The chameleon entered the history books only once, and it was because of his interest in Christianity. In the third century, in Norborne, he was a captain of the Praetorian Guard, and was a little too open in his curiosity about the fellow immortal. An enemy reported him, and Diocletian had him executed as a closet Christian, by archers. But his girlfriend, Irene, wouldn’t leave him alone to die, and he “miraculously” recovered. Diocletian subsequently had him beaten to a pulp by soldiers with iron rods, whereupon Irene let him stay dead long enough to turn into a young soldier and escape, leaving behind the legend of Saint Sebastian.
He worked as a farmhand and soldier in Persia until 313, when the Edict of Milan made it safe to be a Christian. When he heard about that, he dropped his plow and walked to Italy, robbing people along the way, just enough to get by.
He didn’t like being so close to authority, so he went ba
ck to France and shuffled between Gallia and Germania for awhile, keeping an eye out for other immortals. Things got ugly in the 542 plague, so he made his way over to England as part of the Saxon invasion.
England seemed more congenial than the Continent, as the Roman empire collapsed into chaos, and the chameleon lived many lifetimes there, first as soldier and farmer, but eventually learning a variety of trades: blacksmith, cobbler, butcher.
In 1096, he went back to soldiering, following the Crusades down to Jerusalem and beyond. He fought on both sides for a century or so, and eventually, as an Arab, went back to Egypt and started walking south along the Nile.
Making himself dark and tall, he became a Masai warrior, and it was the best life he’d yet encountered: lots of women and great food and, in exchange for a battle every now and then, sleep late in the morning and hunt for game with spears, which he enjoyed. He did that for several hundred years, still keeping an eye out for Christ or another relative, probably white.
But the first white people who showed up were bearing guns and chains.

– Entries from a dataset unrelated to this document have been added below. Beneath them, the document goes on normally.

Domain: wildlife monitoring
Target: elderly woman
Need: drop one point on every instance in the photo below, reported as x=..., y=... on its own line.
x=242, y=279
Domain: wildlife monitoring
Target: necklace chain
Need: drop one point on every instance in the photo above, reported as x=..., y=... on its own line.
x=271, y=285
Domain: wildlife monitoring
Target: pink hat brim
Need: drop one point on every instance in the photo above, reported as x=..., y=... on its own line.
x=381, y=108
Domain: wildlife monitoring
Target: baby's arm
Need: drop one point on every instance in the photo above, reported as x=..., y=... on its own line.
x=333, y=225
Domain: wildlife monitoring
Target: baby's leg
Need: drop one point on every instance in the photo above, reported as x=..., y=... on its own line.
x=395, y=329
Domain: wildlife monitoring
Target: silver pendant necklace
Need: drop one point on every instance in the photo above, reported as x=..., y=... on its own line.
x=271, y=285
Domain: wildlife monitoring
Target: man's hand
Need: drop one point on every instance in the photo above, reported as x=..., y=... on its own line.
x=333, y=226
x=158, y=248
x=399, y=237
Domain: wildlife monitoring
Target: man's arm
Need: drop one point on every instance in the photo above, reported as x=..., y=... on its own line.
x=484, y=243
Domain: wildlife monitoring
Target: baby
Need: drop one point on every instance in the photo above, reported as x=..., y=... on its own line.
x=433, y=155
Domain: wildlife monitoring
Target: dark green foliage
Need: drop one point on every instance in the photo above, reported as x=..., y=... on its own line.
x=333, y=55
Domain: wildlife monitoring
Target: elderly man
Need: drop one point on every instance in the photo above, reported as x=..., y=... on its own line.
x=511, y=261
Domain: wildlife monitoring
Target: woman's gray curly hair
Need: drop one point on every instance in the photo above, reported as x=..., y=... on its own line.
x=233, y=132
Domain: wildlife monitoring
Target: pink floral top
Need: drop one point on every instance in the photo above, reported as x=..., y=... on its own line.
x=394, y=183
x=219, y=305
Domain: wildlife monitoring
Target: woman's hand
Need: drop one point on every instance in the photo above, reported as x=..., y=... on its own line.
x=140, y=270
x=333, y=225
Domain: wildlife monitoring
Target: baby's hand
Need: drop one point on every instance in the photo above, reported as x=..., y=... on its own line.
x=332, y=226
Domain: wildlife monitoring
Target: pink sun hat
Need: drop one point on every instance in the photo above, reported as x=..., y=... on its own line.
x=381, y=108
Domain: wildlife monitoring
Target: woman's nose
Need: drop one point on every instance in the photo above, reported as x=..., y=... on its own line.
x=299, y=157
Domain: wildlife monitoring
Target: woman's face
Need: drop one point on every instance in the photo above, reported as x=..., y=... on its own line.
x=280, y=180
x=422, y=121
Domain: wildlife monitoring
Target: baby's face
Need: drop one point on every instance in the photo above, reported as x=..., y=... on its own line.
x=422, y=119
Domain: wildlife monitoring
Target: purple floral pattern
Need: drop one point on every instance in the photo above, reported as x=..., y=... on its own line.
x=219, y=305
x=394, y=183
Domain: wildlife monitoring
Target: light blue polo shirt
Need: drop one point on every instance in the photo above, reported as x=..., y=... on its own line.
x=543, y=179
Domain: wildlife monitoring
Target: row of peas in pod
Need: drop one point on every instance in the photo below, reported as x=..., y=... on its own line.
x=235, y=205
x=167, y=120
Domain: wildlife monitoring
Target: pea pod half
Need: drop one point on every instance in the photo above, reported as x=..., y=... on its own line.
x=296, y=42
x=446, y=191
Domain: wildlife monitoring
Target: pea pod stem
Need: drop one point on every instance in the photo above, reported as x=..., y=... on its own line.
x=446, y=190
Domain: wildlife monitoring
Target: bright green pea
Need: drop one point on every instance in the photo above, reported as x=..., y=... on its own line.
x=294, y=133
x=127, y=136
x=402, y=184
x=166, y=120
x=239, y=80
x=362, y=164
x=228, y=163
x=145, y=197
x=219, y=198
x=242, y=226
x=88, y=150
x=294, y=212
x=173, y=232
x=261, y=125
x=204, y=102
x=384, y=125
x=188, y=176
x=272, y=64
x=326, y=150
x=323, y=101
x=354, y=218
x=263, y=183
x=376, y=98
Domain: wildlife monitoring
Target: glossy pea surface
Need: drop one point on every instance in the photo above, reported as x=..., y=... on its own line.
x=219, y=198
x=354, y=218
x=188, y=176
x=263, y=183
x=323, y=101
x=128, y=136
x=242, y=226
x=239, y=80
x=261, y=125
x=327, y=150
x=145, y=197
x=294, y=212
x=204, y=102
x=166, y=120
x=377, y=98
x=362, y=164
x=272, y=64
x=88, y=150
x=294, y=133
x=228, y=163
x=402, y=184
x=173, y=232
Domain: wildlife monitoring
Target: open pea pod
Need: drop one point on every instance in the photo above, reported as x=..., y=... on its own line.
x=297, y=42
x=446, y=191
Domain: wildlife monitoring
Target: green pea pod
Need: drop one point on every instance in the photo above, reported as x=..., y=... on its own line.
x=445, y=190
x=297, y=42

He could have resisted and conveniently “died,” but he’d heard about the New World and was curious.
The ride over was about the worst thing he’d ever experienced— right up there with being boiled in oil or flayed to death. He lay in chains for weeks, stuffed in an airless hold with hundreds of others, many of whom died and lay rotting until someone got around to throwing them overboard.
It was a real chore. He thought about just bursting his chains, at night, and diving into the sea. He’d done that before, in Phoenicia, and swam dozens of leagues to shore. But Africa, after a few days under sail, would be months of swimming, so he’d just be trading one agony for another.
So he allowed himself to be carried to America, and in a way enjoyed being put up on the block—he was by far the healthiest specimen off the ship, since metabolism was irrelevant to him, other than as a source of pleasure. The Georgia man who bought him, though, was cruel. He liked to whip the new boys into submission, so at the first opportunity, the chameleon killed him, and then turned into a white man and walked away.